Coup dur pour Thomas Silane. Une demoiselle lui dérobe son précieux appareil photo, celui-là même qui l'autorisait à résoudre des crimes mystérieux. En tentant de récupérer son bien, le journaliste est confronté à une puissance qui le dépasse, la mafia russe.
Car la jolie voleuse qui se prénomme Irina n'est autre que la maîtresse de Sergueï Melichev, trafiquant en tout genre et troisième fortune de Russie. L'homme est redouté et redoutable. Irina veut se soustraire de son emprise et retrouver ses parents disparus dans le conflit tchétchène. Mais la jalousie de Melichev n'a d'égale que celle de Barbe Bleue. On n'échappe pas facilement à ses griffes, sauf peut-être avec le soutien d'une personne déterminée et intrépide, voire inconsciente. Pourquoi pas un journaliste de la trempe de Thomas Silane ?...

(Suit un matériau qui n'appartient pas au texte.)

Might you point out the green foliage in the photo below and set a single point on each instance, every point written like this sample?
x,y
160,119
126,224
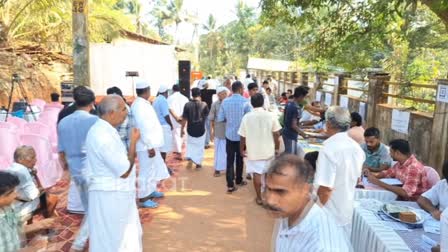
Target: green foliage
x,y
48,22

On retrouve avec plaisir Thomas Silane et son appareil photo "magique", mais cette histoire n'a pas grand chose à voir avec la précédente, et ne fait pas avancer l'intrigue.
L'intérêt du scénario se trouve uniquement dans les efforts constants que fait Silane pour récupérer son appareil, mais il faut bien avouer que par rapport aux trois volumes précédents, c'est bien décevant. On est en fait dans une intrigue des plus banales, et on s'y ennuie assez rapidement. Ce qui est dommage vu la multiplicité des possibles devant l'utilisation de l'appareil photo. Mais franchement, cet album, on aurait pu s'en passer.
Ceci dit, le dessin est toujours aussi élégant, le cadrage et la colorisation excellente, les visages bien rendus, et l'action très présente.
On attend mieux pour la suite, qui, j'espère, renouera avec la tradition des trois premiers tomes.